Ray’s Take: “We make a living by what we get. We make a life by what we give.” This was the wisdom of Winston S. Churchill, but living a life of generosity is beneficial for you, your family and your community. Some of the most successful and powerful people in the world have tapped into the power of giving.

 

Since our kids were young, Dana and I have tried to model the importance of giving back. We have been blessed in many ways. Tuesdays have always been Rotary Day, and at dinner I try to share what happened that day at the meeting and the important things our club is doing both locally and internationally. Creating a charitable culture in your family should be a fun bonding experience. Even the youngest members of your family play an important role and you should listen to them. Having buy-in from each member of your family is crucial to creating a family-giving plan.

 

Start by meeting once a year to determine what causes are important to each member of your family. Then start creating a plan to help you support those causes financially and with your time.

 

The causes you support may change from year to year as kids grow and life takes different directions. Be sure to have an annual report from each charity you are considering at your family meeting. This will help determine what resources they need and where your money can make the most difference.

 

Typically, people donate anywhere from 3 percent to 10 percent of their taxed income. However you decide to divide up your donations, charitable giving requires forethought.

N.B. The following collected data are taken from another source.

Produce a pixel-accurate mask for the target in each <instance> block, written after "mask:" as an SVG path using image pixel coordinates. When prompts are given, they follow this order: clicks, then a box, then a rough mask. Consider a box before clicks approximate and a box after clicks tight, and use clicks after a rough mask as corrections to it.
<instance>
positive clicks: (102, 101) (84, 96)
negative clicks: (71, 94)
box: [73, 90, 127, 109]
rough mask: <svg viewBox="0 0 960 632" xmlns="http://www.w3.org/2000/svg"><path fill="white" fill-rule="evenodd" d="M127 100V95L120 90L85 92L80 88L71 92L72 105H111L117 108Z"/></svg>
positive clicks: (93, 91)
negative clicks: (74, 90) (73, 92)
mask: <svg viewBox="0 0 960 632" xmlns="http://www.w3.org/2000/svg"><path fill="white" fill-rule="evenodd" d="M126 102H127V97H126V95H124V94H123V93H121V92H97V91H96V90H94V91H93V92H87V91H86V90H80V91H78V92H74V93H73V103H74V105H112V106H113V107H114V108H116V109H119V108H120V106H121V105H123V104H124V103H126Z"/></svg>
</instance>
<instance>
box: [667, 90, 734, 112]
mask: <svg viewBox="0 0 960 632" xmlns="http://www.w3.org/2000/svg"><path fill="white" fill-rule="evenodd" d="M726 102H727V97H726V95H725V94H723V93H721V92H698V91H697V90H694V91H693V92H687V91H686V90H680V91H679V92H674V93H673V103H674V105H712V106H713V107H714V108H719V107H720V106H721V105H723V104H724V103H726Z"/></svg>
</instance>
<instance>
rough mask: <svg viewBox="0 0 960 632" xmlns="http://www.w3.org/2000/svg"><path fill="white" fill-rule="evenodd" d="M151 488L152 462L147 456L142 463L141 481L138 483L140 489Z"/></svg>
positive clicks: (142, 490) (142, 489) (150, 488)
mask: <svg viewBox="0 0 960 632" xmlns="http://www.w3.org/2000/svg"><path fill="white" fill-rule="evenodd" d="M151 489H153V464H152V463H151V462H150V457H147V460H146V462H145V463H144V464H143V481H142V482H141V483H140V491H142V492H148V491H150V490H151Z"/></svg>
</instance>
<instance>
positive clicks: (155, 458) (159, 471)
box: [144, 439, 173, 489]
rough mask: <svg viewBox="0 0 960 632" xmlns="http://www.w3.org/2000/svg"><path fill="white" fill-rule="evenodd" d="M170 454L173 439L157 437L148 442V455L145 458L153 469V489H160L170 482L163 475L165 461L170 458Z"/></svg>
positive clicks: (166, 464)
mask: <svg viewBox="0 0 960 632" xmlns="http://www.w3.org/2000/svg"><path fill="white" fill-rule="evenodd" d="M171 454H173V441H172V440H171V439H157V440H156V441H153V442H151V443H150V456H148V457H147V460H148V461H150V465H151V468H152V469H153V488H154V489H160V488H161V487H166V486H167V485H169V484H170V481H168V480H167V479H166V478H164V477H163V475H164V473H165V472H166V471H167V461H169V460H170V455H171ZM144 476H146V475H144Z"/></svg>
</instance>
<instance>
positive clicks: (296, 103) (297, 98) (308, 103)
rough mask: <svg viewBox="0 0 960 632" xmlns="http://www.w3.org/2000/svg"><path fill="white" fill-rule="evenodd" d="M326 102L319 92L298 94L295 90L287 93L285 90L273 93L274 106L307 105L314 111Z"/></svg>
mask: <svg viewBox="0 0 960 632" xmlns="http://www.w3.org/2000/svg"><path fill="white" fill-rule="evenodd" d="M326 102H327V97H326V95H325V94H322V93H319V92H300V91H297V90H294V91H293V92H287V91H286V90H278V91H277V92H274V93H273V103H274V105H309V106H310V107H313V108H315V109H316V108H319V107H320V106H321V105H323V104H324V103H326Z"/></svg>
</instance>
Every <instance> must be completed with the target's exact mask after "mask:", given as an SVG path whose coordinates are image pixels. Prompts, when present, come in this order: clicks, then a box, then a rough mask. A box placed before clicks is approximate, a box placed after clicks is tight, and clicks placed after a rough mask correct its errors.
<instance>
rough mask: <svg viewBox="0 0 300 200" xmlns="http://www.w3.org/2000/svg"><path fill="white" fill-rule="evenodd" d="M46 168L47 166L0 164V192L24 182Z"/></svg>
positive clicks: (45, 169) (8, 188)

You may want to single out one charity and make a sizable donation through a monthly pledge or you may choose to shotgun money to different charities if your income fluctuates each month.

 

The Community Foundation of Greater Memphis is an invaluable resource in the Memphis area. For more information about the organization, visit www.cfgm.org.

 

Dana’s Take: I have chronic guilt that I’m not giving enough money to all the great causes in Memphis. What I need is a phone app to automate giving a gift every day of the year to my favorite charitable organizations. I would like to be able to check off organizations from a list and have a fixed amount gifted daily from my bank account. Is that so much to ask?

 

Perhaps every Sunday a gift would be sent to our church, but Mondays to a health care organization like the Church Health Center, St. Jude or Le Bonheur. Tuesdays could be homeless and food scarcity missions. Wednesday could be women’s causes like YWCA women’s shelters, Women’s Foundation of Greater Memphis or Dress for Success. Thursdays could be blanket organizations like the Community Foundation of Greater Memphis and United Way. Fridays could be for schools and youth programs like Streets Ministries and Youth Villages. You get the idea.